偏頭痛サイキック

偏頭痛サイキック

「AAAAAARGH!」
 午前8時。強烈な不快感とともに俺は跳ね起きた。偏頭痛だ。
 ブッ刺すような太陽光がクソほど憎たらしかったのでまずカーテンを閉めた。ヒーリング音楽すらも癒やしにならないことに気づき、アレクサに言って止めさせた。
 その勢いで冷蔵庫の栄養ゼリーを取り出し、のたくるような吐き気をこらえつつ鎮痛剤を二錠飲み下した。
「AAAAAARGH!」
 台風よりも騒々しいヘヴィメタルが耳を貫く。着信音だった。なるべく画面を見ないように操作し、スマートフォンを耳に当てた。
「もしもし、サワモトですが」
「黄唐草探偵事務所のカミハラです。依頼人との面会まで後20分だけど……大丈夫? 声聞いた感じどう見てもいつものアレでしょ」
「大丈夫です。すぐ……うっぷ……向かいます」
「来るのね。意欲旺盛なのはええけど、無茶しちゃあかんよ。トイレの蓋は開けとくわ」
「ありがとうございます。では15分後に」
 そう言って電話を切り、少しだけ落ち着いて朝の支度を始めた。

 洗顔、歯磨き、着替え。刺激の少ない部屋で吐き気の波に注意していれば、それほど怖いものではない。
 ここまでで14分が経過したが、俺は時間丁度に到着すると確信していた。

 手順があった。
 まず、デスクトップの電源を入れる。
 次に、こいつが“どこに繋がっているか”に意識を集中する。
 最後に、どこに行きたいか念じる。それだけでいい。

「おはよう、つまづくなよ」
 次の瞬間、俺は探偵事務所に立っていた。

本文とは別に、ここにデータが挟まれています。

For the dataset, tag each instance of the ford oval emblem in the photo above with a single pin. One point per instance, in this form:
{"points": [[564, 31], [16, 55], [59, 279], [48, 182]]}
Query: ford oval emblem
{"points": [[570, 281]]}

整理の秩序と使用中の混沌が戦を構えているような探偵事務所だ。
 テレポート。正確には、「インターネットに繋がっている電子機器が複数あれば、その間をポータルのようにして移動できる」というものだ。
 ――ただ、能力には代償が伴うものだ。
「失礼します」……と言葉を交わす余裕もなく、俺はトイレに駆け込んだ。
 能力行使後には極めて強い頭痛に襲われるのだ。

 俺達は偏頭痛サイキック。そう呼ばれている。